We celebrated little victories: a birthday, a new job, the day we all got to dress as superheroes and unexpected days off from poor weather.

We laughed ourselves to tears during meals at the fo’c’sle table, we pondered life’s greatest questions together on watch with the open ocean as our backdrop, sometimes providing answers itself. We ate together, lived and worked together, argued together and supported each other, physically and mentally. We were a family of siblings.

Bluenose II taught us good seamanship, crafting a more traditional type of seafarer than perhaps any other program in Canada. It was incredible to see myself and my fellow deckhands grow from knowing almost nothing about boats to being well-versed sailors by the end of the season.

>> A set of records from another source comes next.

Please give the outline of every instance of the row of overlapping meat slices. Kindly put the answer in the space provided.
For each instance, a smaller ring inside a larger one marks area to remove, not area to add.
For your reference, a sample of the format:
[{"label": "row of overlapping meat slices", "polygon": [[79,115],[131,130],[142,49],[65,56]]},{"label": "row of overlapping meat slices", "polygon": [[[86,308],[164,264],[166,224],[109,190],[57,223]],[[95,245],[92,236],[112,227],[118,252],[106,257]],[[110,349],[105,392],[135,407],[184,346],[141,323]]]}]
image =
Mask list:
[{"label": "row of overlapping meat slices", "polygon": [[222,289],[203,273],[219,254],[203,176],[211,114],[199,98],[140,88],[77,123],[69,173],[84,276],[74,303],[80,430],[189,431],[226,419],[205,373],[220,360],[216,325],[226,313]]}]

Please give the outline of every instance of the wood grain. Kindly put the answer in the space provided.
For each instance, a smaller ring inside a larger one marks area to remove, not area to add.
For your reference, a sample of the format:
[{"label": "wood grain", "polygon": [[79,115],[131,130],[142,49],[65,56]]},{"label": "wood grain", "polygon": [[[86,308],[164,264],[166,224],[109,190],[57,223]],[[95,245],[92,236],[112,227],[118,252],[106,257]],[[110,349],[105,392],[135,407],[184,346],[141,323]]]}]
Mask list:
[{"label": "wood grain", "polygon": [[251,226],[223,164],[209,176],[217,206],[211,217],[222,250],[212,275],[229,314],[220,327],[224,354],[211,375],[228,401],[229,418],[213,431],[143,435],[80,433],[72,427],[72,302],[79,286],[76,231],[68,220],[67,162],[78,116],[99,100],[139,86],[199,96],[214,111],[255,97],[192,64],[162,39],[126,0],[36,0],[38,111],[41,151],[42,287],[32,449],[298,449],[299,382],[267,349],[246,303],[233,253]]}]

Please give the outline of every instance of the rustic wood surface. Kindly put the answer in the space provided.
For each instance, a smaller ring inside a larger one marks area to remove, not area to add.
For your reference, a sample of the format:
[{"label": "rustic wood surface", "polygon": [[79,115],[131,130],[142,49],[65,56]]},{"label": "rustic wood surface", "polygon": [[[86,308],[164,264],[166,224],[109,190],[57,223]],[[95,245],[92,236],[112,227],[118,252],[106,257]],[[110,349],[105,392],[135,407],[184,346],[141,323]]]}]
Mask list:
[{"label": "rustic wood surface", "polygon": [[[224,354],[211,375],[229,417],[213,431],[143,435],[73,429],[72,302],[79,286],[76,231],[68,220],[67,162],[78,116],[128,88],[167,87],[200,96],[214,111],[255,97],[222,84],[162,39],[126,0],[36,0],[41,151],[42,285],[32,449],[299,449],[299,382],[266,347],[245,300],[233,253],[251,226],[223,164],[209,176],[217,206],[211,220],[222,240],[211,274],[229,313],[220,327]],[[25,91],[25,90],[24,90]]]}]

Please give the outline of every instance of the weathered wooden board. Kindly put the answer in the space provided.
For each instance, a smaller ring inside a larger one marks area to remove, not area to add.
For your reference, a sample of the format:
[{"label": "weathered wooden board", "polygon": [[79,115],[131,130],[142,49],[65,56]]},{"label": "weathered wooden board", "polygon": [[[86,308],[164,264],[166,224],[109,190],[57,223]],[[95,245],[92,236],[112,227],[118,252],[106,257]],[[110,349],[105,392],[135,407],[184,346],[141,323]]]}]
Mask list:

There were of course challenging times aboard Bluenose II. Rain, high winds and fog frequently reared their hazy heads. Answering the same tourist questions in the July sun for hours on end, standing an uneventful watch in the middle of the night, and sanding mahogany handrails to bare wood were testing to say the least, but still we look back on the experience with thrill and delight.

It was the beginning of October and we were on our last transit of the season, travelling from Halifax back to her home port of Lunenburg. I was on the 8 p.m.- 12 a.m. watch. I came up on deck, lifejacket on, to find a dark angry sea and ferocious wind.

Each of us passed around mints to try to suppress the seasickness as we tried to keep our balance while the bow plowed through each crest and trough. I took the helm, a comforting duty to take my mind off seasickness and also a great way to stabilize myself atop a rolling sea.

It sounds like a scary scene, but we were not afraid. We had grown to trust each other with our lives (literally, for it was fairly common for someone to be aloft on a bosun chair, being hoisted and eased on a line with their fellow crewmate on the other end). The black box was surely full of points now.

We brought her back to the wharf in Lunenburg where we all signed on six months earlier. It was time to put her to bed for yet another winter. We stripped off her winded sails, furling them carefully for the last time, requiring all hands to stow her 4,150-square-foot mainsail. We unreeved her weathered blocks and neatly coiled her lines, stowing them away in the rigging shed, solemnly waiting to say goodbye to her and to our newfound family.

We did our best to take care of her as she took care of us. She was back to the bare-bones vessel we started with — the only difference: we now knew every inch of her.

In the winter months, we reminisced over beer with former crewmates, each of us well-groomed for a career in seafaring and each of us excited to set out to sea again; some as professional sailors, some as recreational boaters. Whatever the path, the Bluenose II instilled a lifelong passion for sailing and the sea in all of us.

We think back on memories of the summer we spent on a Canadian icon, examining photos that bring back squalls of feeling, and we remember it like a dream.